Tips for the AI Executive: Don’t Study, Play.
At my core, I’m a doer. I’m a hands-on builder. But like most tech leaders who move into leadership positions - you use more excel/powerpoint/email than actual code terminals.
Tech is moving so fast now - I need a quick way to get educated on just about anything. Coming into a new team - there is a lot of tech that I didn’t know. So I have developed a process for how to learn quickly. I don’t study. I play.
As part of a new app - our team was capturing voice and transcribing to text. The tech was Whisper model available on Hugging Face.
1. What is this thing
Simple questions to gemini - this is really obvious. But it surprises me still how many people ask questions in meetings that a single prompt could clear up. I don’t just ask about what it is - I try to go a bit deeper and ask about alternatives and risks to a given tech.
The tradeoff’s for Whisper are actually interesting - and the decisions for our use case do make sense being a batch oriented and on-device transcription.
2. Dig a little deeper
There are so many amazing tools at our fingertips - but one of my favorites is Google’s Notebook LM. I simply ask for a information about Whisper for voice transcription. Notebook finds 10 sources and imports them. Then the magic happens, I ask for an AI Podcast.
The podcast is usually about 15-20 minutes. Sometimes funny, sarcastic amazingly real sounding. The podcasters walk through the topic, calling out important points from specific articles. They will often say things like, “According to a PWC Paper - …” This sound byte version of knowledge helps me to make this sticky. It also maximizes my commute time.
3. Play with it
Finally - I use Google Colab to create a demo. There are a hundred ways to do this now, but I like using Colab as an old fashioned code editor. I give a prompt to Gemini inside of colab to make sure it downloads latest versions of everything - then explain what I am trying to learn about and ask it to be very verbose with comments - assume nothing about my knowledge.
The process doesn’t always go great - but this is the play. Even the frustration of things not working - is part of the process of learning. Getting API Keys to work, understanding how the model installs and updates, and finally getting the model to transcribe samples. It is awesome.

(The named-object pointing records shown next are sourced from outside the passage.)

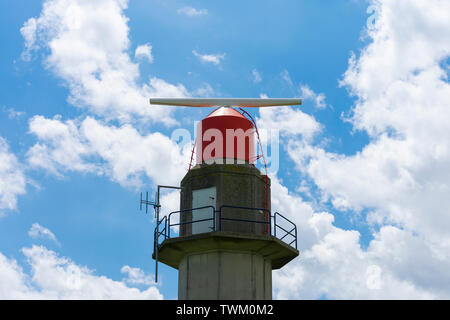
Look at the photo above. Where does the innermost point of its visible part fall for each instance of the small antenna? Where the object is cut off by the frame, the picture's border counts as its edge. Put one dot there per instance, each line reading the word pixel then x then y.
pixel 157 206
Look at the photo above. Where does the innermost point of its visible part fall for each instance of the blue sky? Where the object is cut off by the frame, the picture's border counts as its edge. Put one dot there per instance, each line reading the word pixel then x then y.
pixel 363 162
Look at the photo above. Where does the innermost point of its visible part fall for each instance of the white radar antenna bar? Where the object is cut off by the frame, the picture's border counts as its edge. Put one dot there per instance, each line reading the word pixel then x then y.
pixel 226 102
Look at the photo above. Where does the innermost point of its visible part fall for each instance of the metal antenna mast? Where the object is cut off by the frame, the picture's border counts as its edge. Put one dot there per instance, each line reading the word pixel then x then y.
pixel 157 206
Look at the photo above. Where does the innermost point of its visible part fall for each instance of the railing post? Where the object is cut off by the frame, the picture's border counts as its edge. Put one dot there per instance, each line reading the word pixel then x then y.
pixel 295 226
pixel 270 223
pixel 168 231
pixel 275 224
pixel 220 219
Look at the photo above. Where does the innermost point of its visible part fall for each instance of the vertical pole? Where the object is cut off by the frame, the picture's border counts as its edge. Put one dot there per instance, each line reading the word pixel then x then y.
pixel 275 224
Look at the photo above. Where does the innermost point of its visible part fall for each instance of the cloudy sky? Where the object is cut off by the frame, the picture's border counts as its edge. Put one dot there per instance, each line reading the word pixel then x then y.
pixel 364 163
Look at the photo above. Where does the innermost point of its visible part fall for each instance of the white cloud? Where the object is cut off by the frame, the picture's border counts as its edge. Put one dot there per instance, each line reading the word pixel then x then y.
pixel 400 177
pixel 308 94
pixel 288 121
pixel 256 76
pixel 13 114
pixel 37 231
pixel 209 58
pixel 286 77
pixel 119 152
pixel 192 12
pixel 87 44
pixel 333 264
pixel 144 51
pixel 54 277
pixel 136 276
pixel 12 178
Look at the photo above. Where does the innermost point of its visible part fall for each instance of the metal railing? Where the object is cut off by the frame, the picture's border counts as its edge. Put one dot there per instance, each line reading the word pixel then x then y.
pixel 288 233
pixel 213 218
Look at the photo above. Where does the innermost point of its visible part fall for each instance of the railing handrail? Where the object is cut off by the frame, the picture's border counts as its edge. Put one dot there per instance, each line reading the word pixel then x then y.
pixel 287 232
pixel 191 222
pixel 167 223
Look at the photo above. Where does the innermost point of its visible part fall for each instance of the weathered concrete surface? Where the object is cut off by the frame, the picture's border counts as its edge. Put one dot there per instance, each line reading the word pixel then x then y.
pixel 236 184
pixel 221 274
pixel 173 250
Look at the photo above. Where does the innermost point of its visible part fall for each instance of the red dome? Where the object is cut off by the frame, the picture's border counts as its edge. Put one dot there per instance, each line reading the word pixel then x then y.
pixel 225 134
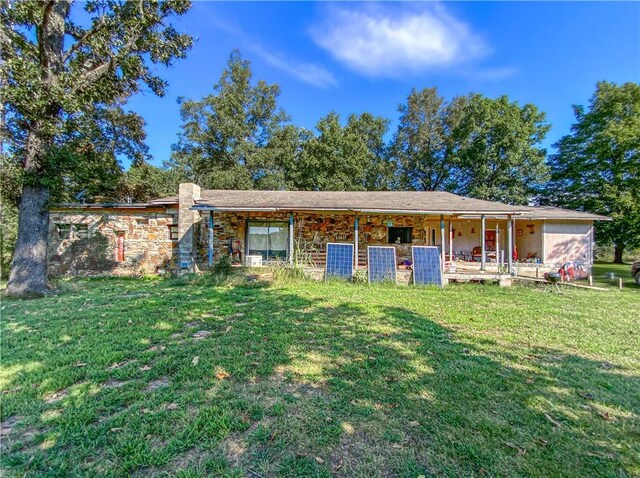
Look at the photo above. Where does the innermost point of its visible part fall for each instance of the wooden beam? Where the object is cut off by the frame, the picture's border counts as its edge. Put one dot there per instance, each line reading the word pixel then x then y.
pixel 291 244
pixel 483 229
pixel 442 241
pixel 355 241
pixel 510 243
pixel 450 240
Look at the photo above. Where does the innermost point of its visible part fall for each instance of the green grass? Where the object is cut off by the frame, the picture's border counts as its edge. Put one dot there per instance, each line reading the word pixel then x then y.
pixel 319 379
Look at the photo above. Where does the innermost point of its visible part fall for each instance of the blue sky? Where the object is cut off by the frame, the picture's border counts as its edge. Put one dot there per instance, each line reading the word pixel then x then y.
pixel 356 57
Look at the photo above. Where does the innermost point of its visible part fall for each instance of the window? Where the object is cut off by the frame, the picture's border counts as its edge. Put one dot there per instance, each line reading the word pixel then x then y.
pixel 81 231
pixel 400 235
pixel 268 239
pixel 431 235
pixel 64 231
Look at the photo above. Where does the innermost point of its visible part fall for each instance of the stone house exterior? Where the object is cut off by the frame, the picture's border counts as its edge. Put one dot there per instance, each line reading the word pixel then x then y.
pixel 190 231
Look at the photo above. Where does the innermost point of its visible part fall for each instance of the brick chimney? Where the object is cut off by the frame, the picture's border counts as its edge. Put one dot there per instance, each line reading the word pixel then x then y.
pixel 188 194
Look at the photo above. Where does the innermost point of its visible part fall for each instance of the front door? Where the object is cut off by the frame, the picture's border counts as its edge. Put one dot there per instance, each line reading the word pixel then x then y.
pixel 490 240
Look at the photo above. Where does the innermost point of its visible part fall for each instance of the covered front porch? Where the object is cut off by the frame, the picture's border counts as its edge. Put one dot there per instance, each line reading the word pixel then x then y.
pixel 300 237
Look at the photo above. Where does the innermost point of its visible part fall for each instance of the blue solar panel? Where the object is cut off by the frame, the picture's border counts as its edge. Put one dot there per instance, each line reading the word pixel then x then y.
pixel 426 265
pixel 339 260
pixel 381 263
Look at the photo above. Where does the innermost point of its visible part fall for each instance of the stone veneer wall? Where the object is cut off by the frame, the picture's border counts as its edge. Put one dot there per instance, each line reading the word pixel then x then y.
pixel 148 247
pixel 312 231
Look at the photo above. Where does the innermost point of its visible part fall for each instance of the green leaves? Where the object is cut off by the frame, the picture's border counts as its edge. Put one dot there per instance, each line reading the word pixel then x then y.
pixel 224 134
pixel 473 145
pixel 597 166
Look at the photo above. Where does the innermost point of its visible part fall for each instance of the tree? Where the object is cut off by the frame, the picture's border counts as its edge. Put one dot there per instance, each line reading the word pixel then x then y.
pixel 87 152
pixel 143 181
pixel 423 146
pixel 222 134
pixel 45 83
pixel 349 158
pixel 497 153
pixel 597 166
pixel 273 166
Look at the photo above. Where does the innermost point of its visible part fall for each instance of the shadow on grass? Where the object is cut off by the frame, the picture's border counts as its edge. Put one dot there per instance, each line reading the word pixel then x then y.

Once I see how things work - at a code level - I start playing with Vibe Coding tools - to build out more complete examples. For Whisper - I vibe coded a silly app - where I could speak into my computer about a meeting - and then scan the transcription for contacts and actions to record.
The point of all this - is getting deeper. The tools we have available now - make learning so much easier. Playing can be frustrating - but that friction is part of the learning.